# Creating DataFrames

We've learned how to directly import a `csv` file from the internet to a _DataFrame_ structure. When using the function `pd.read('file.csv')`, Pandas  knows how it should behave in order to create a structure formed of rows and columns.

However, there's always the possibility of creating a _DataFrame_ by hand.

## From Dictionary to DataFrame

A dictionary is one of the basic Python data structures. It's advisable to create the data in a variable of type `dict`, for the conversion to a _DataFrame_ is pretty straight forward.





In [1]:
# import pandas
import pandas as pd

In [3]:
# create dictionary
data = {
    'name': ['John', 'Beatrice', 'Karl', 'Rachel'],
    'age': [33, 14, 10, 48],
    'city': ['New York', 'Budapest', 'Alexandria', 'Sao Paulo'],
    'bought': [True, False, True, True]
}

In [5]:
# create DataFrame
df = pd.DataFrame(data)

In [6]:
# visualize DataFrame
df

Unnamed: 0,name,age,city,bought
0,John,33,New York,True
1,Beatrice,14,Budapest,False
2,Karl,10,Alexandria,True
3,Rachel,48,Sao Paulo,True


In [8]:
# creating user id
user_id = [354, 856, 487, 591]

In [9]:
# associating user id to list index
df.index = user_id

In [11]:
# visualize DataFrame
df

Unnamed: 0,name,age,city,bought
354,John,33,New York,True
856,Beatrice,14,Budapest,False
487,Karl,10,Alexandria,True
591,Rachel,48,Sao Paulo,True


## From Lists to DataFrame

Lists are, arguably, the most common data structure used in Python. Therefore, it's not uncommon to have _DataFrames_ created from these.

The built-in function `zip()` can be used in order to better organize the Lists in a way that facilitates the conversion to a _DataFrame_.

In [46]:
# lists

data = [['John', 33, 'New York', True],
        ['Beatrice', 14, 'Budapest', False],
        ['Karl', 10, 'Alexandria', True],
        ['Rachel', 48, 'Sao Paulo', True]]

# create DataFrame and name the columns, 
# or default values (0, 1, 2, ...) are set
df = pd.DataFrame(data, columns=['name', 'age', 'city', 'bought'],
                  index=[354, 856, 487, 591])

# visualize it
df

Unnamed: 0,name,age,city,bought
354,John,33,New York,True
856,Beatrice,14,Budapest,False
487,Karl,10,Alexandria,True
591,Rachel,48,Sao Paulo,True


In [47]:
# select a row by index
df.loc[487]

name            Karl
age               10
city      Alexandria
bought          True
Name: 487, dtype: object

## Inserting new columns

An extremely convenient way to create and insert new columns in the _DataFrame_ is using a Panda functionality known as _broadcasting_.
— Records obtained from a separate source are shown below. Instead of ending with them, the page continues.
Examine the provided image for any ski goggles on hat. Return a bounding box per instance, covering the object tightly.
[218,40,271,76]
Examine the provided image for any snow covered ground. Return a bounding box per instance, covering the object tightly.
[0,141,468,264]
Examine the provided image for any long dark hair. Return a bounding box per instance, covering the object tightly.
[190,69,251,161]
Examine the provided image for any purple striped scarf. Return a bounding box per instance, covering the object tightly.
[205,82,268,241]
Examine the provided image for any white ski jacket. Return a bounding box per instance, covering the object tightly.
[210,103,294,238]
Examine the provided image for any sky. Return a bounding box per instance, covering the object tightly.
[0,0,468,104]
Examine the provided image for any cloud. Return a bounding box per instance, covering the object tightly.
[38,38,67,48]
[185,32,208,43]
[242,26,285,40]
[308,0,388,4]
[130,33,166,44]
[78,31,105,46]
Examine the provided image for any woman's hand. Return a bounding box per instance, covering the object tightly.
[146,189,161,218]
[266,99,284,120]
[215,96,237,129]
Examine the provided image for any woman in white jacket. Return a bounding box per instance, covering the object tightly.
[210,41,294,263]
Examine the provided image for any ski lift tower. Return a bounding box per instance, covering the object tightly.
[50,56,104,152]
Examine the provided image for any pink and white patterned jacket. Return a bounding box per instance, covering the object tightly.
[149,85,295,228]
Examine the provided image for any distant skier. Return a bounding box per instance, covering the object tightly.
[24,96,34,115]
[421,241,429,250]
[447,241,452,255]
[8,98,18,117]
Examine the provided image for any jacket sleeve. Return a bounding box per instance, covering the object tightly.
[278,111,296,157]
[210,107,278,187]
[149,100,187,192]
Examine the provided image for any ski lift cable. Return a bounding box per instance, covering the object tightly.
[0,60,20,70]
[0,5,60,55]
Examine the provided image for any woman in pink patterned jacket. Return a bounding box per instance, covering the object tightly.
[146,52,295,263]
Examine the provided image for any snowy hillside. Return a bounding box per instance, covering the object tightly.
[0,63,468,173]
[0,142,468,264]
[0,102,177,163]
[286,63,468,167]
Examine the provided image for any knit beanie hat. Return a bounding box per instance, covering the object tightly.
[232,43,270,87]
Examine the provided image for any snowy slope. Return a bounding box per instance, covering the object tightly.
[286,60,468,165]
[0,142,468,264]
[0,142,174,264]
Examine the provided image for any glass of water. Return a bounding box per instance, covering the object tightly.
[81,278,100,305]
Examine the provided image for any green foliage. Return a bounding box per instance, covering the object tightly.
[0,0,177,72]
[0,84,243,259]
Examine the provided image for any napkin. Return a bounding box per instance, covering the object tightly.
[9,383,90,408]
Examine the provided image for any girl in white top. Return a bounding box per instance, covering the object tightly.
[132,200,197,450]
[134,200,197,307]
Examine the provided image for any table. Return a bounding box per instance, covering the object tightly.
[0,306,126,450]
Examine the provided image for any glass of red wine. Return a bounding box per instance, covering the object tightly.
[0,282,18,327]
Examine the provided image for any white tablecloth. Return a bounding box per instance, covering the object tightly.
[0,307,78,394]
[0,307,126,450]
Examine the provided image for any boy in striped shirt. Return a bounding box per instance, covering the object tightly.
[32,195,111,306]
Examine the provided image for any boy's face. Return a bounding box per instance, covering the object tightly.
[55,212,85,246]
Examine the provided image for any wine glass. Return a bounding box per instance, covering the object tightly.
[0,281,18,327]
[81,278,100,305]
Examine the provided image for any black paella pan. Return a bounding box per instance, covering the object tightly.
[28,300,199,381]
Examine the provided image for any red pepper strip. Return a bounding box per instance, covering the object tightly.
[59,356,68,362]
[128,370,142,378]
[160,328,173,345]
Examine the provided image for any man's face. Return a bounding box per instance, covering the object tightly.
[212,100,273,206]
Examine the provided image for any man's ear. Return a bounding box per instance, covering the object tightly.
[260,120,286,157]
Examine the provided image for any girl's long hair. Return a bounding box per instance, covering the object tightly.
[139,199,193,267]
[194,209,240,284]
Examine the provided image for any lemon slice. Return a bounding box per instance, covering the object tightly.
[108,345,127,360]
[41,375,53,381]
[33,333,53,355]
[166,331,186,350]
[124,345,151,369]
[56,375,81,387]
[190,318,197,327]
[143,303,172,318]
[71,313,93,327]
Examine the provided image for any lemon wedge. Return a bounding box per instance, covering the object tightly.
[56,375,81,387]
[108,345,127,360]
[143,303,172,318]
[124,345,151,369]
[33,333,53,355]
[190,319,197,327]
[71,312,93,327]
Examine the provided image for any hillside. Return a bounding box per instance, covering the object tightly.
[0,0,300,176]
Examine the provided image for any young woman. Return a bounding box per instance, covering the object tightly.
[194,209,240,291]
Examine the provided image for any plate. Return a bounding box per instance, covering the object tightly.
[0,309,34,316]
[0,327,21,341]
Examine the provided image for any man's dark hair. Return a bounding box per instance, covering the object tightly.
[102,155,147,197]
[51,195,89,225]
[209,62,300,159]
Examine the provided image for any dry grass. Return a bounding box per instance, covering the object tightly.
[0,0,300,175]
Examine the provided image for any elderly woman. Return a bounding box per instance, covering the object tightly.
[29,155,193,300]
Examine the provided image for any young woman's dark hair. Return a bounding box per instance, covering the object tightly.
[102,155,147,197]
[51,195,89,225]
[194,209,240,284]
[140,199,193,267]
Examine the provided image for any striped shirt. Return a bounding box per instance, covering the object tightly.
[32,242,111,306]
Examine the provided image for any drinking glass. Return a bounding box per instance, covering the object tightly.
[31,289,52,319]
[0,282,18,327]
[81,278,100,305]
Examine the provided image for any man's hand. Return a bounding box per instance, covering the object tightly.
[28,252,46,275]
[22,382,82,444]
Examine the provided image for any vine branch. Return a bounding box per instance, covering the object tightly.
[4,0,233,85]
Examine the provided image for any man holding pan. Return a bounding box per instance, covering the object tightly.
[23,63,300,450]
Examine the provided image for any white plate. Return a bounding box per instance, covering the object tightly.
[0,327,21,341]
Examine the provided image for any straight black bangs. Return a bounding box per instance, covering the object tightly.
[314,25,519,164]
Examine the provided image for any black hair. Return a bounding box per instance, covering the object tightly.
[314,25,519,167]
When a new column name is set and a new value for the column is declared, that information is replicated along the rows of the _DataFrame_.

In [48]:
# creating 'balance' column and setting it's value to float 0.0
df['balance'] = 0.0

# visualize it
df

Unnamed: 0,name,age,city,bought,balance
354,John,33,New York,True,0.0
856,Beatrice,14,Budapest,False,0.0
487,Karl,10,Alexandria,True,0.0
591,Rachel,48,Sao Paulo,True,0.0


## Modifying rows indexes and columns labels

Sometimes there's the need of modifying the rows indexes and/or the columns labels. By looking at the code above, it's known that in the left portion of the _DataFrame_, every row index is represented by a number between 0 and 3.

It is possible to modify those values:



In [49]:
df.index

Int64Index([354, 856, 487, 591], dtype='int64')

In [50]:
# non-integer values are also valid indexes
df.index = ['a', 'b', 'c', 'd']

# visualize it
df

Unnamed: 0,name,age,city,bought,balance
a,John,33,New York,True,0.0
b,Beatrice,14,Budapest,False,0.0
c,Karl,10,Alexandria,True,0.0
d,Rachel,48,Sao Paulo,True,0.0


In a similar manner, if there's a need to rename the columns, you could modify it by accessing them directly:

In [44]:
# modifying columns labels
df.columns = ['Client Name', 'Age', 'Place of Birth', 'Bought something?', 'Balance']

# visualize it
df

Unnamed: 0,Client Name,Age,Place of Birth,Bought something?,Balance
a,John,33,New York,True,0.0
b,Beatrice,14,Budapest,False,0.0
c,Karl,10,Alexandria,True,0.0
d,Rachel,48,Sao Paulo,True,0.0